This calculation determines the rate of heat transfer through the annular space between two concentric cylinders per unit length. It's essential in thermal engineering applications involving pipes, heat exchangers, and insulated systems.

2. How Does The Calculator Work?

The calculator uses the formula:

\[ q' = \frac{2\pi k_{eff}}{\ln\left(\frac{D_o}{D_i}\right)} (T_i - T_o) \]

Where:

\( q' \) — Heat transfer per unit length (W/m)
\( k_{eff} \) — Effective thermal conductivity (W/m·K)
\( D_o \) — Outside diameter (m)
\( D_i \) — Inside diameter (m)
\( T_i \) — Inside temperature (K)
\( T_o \) — Outside temperature (K)
\( \pi \) — Mathematical constant pi (≈3.14159)
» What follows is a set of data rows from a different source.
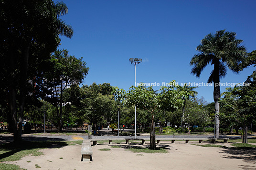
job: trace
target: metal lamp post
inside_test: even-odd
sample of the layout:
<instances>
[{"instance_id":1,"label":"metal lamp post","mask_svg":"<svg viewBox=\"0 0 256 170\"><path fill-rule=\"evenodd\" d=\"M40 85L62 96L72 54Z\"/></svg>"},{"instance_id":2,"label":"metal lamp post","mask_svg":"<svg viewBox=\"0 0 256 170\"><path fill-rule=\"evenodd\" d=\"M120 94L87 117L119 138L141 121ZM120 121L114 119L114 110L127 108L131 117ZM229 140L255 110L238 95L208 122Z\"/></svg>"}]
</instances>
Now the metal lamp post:
<instances>
[{"instance_id":1,"label":"metal lamp post","mask_svg":"<svg viewBox=\"0 0 256 170\"><path fill-rule=\"evenodd\" d=\"M142 62L142 59L133 59L133 58L130 58L129 60L131 63L134 63L134 70L135 70L135 87L136 87L136 65L139 64L139 63ZM136 117L136 106L135 106L135 118L134 120L134 126L135 126L135 138L136 138L136 121L137 121L137 117Z\"/></svg>"}]
</instances>

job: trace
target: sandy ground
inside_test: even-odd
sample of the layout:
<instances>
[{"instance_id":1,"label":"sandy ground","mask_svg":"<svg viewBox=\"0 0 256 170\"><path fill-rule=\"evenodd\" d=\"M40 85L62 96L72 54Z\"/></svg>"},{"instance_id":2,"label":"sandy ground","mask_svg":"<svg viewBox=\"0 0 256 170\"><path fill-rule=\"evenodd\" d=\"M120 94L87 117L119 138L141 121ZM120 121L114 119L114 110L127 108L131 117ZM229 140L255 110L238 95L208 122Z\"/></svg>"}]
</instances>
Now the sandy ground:
<instances>
[{"instance_id":1,"label":"sandy ground","mask_svg":"<svg viewBox=\"0 0 256 170\"><path fill-rule=\"evenodd\" d=\"M29 170L256 170L255 150L240 150L202 147L184 141L161 143L169 149L167 153L133 153L125 148L111 148L121 144L98 144L92 147L93 161L81 161L81 145L42 150L43 155L29 156L21 160L4 163ZM203 143L203 144L205 144ZM228 143L220 144L231 147ZM123 147L131 145L122 144ZM146 146L147 143L143 145ZM137 144L136 146L142 147ZM111 150L98 150L109 148ZM60 159L63 158L63 159ZM30 161L28 162L28 161ZM35 165L41 168L36 168Z\"/></svg>"}]
</instances>

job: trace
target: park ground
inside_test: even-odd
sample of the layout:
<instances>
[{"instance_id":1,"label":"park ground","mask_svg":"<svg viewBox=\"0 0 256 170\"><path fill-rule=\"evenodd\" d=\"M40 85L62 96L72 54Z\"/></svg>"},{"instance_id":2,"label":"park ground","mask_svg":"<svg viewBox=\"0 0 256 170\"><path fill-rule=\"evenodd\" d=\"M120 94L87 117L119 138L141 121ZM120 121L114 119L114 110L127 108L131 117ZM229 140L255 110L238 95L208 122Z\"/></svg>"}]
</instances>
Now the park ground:
<instances>
[{"instance_id":1,"label":"park ground","mask_svg":"<svg viewBox=\"0 0 256 170\"><path fill-rule=\"evenodd\" d=\"M139 143L126 144L121 141L112 145L99 142L92 147L93 161L82 162L81 142L76 142L39 150L43 153L40 156L29 155L19 160L1 163L15 164L28 170L256 170L256 149L234 147L229 143L218 142L212 145L207 141L199 144L197 141L189 144L177 141L171 144L163 141L157 146L167 151L149 153L143 149L148 146L149 141L144 145Z\"/></svg>"},{"instance_id":2,"label":"park ground","mask_svg":"<svg viewBox=\"0 0 256 170\"><path fill-rule=\"evenodd\" d=\"M94 137L116 138L111 134L106 131L105 136ZM219 140L213 144L208 141L202 144L198 143L198 140L191 140L188 144L184 141L176 140L175 143L161 141L157 146L161 150L153 153L145 149L149 146L149 140L144 145L136 141L126 144L125 141L113 141L112 145L108 141L99 141L92 146L93 161L82 162L81 144L83 138L86 137L83 133L34 135L33 138L36 140L32 142L30 141L30 134L25 135L27 146L20 149L10 145L10 134L0 135L0 170L256 170L255 135L251 136L249 145L234 145L242 144L241 140L237 139L229 140L228 143ZM198 138L194 135L188 137ZM31 147L32 144L35 146ZM20 151L28 152L21 159L11 158L16 154L22 155ZM16 165L12 167L9 164Z\"/></svg>"}]
</instances>

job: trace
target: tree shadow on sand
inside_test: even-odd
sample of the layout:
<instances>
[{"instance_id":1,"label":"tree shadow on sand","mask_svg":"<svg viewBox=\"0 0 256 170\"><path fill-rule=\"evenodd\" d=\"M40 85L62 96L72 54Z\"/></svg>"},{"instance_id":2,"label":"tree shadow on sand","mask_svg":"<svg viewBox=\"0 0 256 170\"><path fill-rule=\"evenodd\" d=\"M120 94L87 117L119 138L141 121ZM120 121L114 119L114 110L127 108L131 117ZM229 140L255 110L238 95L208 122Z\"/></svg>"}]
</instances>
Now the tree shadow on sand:
<instances>
[{"instance_id":1,"label":"tree shadow on sand","mask_svg":"<svg viewBox=\"0 0 256 170\"><path fill-rule=\"evenodd\" d=\"M256 170L256 148L251 147L224 148L220 152L228 155L223 156L226 159L242 160L244 162L254 165L239 165L243 170Z\"/></svg>"},{"instance_id":2,"label":"tree shadow on sand","mask_svg":"<svg viewBox=\"0 0 256 170\"><path fill-rule=\"evenodd\" d=\"M45 148L58 148L67 146L64 141L30 141L22 140L19 143L10 142L0 145L0 162L12 161L12 160L19 160L23 155L31 154L33 149L43 149ZM10 159L8 157L18 154L17 158Z\"/></svg>"}]
</instances>

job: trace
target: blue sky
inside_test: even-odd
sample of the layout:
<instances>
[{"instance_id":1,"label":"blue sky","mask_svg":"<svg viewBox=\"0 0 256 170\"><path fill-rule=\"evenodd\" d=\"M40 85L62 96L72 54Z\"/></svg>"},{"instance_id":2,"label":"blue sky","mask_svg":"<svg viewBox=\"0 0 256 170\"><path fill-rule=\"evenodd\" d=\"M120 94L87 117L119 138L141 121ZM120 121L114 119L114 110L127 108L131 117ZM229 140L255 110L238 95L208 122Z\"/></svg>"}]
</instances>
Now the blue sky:
<instances>
[{"instance_id":1,"label":"blue sky","mask_svg":"<svg viewBox=\"0 0 256 170\"><path fill-rule=\"evenodd\" d=\"M83 60L90 68L83 84L110 83L127 90L134 85L129 58L141 58L137 82L207 82L213 66L200 78L191 74L190 61L207 34L235 32L247 51L256 50L255 0L64 0L71 39L61 37L59 49ZM243 82L255 68L228 71L221 82ZM227 87L221 88L221 92ZM156 87L159 89L160 87ZM213 87L199 87L198 97L213 101Z\"/></svg>"}]
</instances>

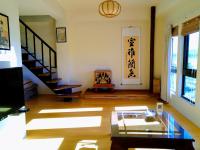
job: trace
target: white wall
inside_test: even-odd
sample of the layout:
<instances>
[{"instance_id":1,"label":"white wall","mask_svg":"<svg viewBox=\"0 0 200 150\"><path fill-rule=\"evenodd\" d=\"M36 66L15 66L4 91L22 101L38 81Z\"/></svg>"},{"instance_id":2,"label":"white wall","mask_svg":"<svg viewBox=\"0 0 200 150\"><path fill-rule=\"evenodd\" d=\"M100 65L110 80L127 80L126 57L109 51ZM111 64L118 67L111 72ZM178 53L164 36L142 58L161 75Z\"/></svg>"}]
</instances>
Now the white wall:
<instances>
[{"instance_id":1,"label":"white wall","mask_svg":"<svg viewBox=\"0 0 200 150\"><path fill-rule=\"evenodd\" d=\"M20 16L20 18L47 44L56 50L56 21L54 18L48 15ZM41 47L41 43L39 41L36 42Z\"/></svg>"},{"instance_id":2,"label":"white wall","mask_svg":"<svg viewBox=\"0 0 200 150\"><path fill-rule=\"evenodd\" d=\"M164 6L160 6L159 10L162 10L162 7ZM181 0L178 1L176 3L176 5L174 5L173 7L171 7L168 10L165 10L165 12L162 12L160 14L160 16L158 16L158 18L160 18L160 22L158 22L158 28L163 28L165 30L161 30L160 33L157 33L157 37L156 37L156 52L161 54L161 57L163 57L164 55L164 51L166 51L167 49L165 48L166 46L166 29L170 26L170 25L179 25L179 27L181 27L182 23L195 17L200 15L200 1L197 0ZM161 19L162 18L162 19ZM180 29L181 31L181 29ZM180 32L179 31L179 32ZM163 36L164 38L160 38L161 36ZM180 36L181 39L181 36ZM180 40L181 41L181 40ZM181 44L181 43L180 43ZM163 48L162 48L163 47ZM183 49L181 48L182 46L180 45L180 53L181 51L183 51ZM162 52L159 51L159 49L162 48ZM182 64L180 63L180 61L182 60L181 55L179 55L178 58L179 62L178 62L178 66L182 66ZM162 92L165 93L165 95L169 95L169 100L170 100L170 104L172 106L174 106L179 112L181 112L184 116L186 116L189 120L191 120L192 122L194 122L197 126L200 127L200 120L199 120L199 115L200 115L200 72L199 72L199 68L200 68L200 51L199 51L199 58L198 58L198 73L197 73L197 91L196 91L196 104L192 105L190 103L188 103L187 101L185 101L184 99L182 99L179 95L180 93L180 87L181 85L178 85L178 89L179 91L176 92L176 94L171 94L169 95L169 93L167 93L167 90L165 89L164 85L162 85ZM160 60L157 59L156 60L157 63L160 63L161 65L164 64L164 60ZM162 67L162 66L161 66ZM181 68L178 68L178 80L181 79L181 72L182 70L180 70ZM164 79L166 80L166 79ZM178 82L177 82L178 83Z\"/></svg>"},{"instance_id":3,"label":"white wall","mask_svg":"<svg viewBox=\"0 0 200 150\"><path fill-rule=\"evenodd\" d=\"M141 29L142 85L121 85L122 28L128 26ZM148 89L149 20L69 22L68 44L70 82L80 82L83 89L91 88L94 71L105 68L112 71L112 82L117 89Z\"/></svg>"},{"instance_id":4,"label":"white wall","mask_svg":"<svg viewBox=\"0 0 200 150\"><path fill-rule=\"evenodd\" d=\"M9 17L11 50L0 50L0 67L22 66L18 4L15 0L1 0L0 12Z\"/></svg>"}]
</instances>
Explanation: The formula calculates conductive heat transfer through cylindrical geometry, accounting for the logarithmic mean area between the two surfaces.

3. Importance Of Heat Transfer Calculation

Details: Accurate heat transfer calculation is crucial for designing thermal systems, determining insulation requirements, optimizing energy efficiency, and preventing thermal damage in engineering applications.

4. Using The Calculator

Tips: Enter all values in consistent SI units. Ensure outside diameter is greater than inside diameter. Temperature difference should be positive for heat flow from inside to outside.

5. Frequently Asked Questions (FAQ)

Q1: What is the significance of the logarithmic term?
A: The logarithmic term accounts for the varying surface area between concentric cylinders, providing the correct mean area for heat transfer calculation.

Q2: When is this formula applicable?
A: This formula applies to steady-state, radial heat conduction through homogeneous materials between concentric cylindrical surfaces with constant temperatures.

Q3: What if the cylinders are not concentric?
A: The formula assumes perfect concentricity. For eccentric cylinders, more complex correction factors are needed.

Q4: How does effective thermal conductivity differ from regular conductivity?
A: Effective thermal conductivity may account for composite materials or porous media, representing the overall conductive property of the annular space.

Q5: Can this be used for transient heat transfer?
A: No, this formula is for steady-state conditions only. Transient heat transfer requires more complex time-dependent solutions.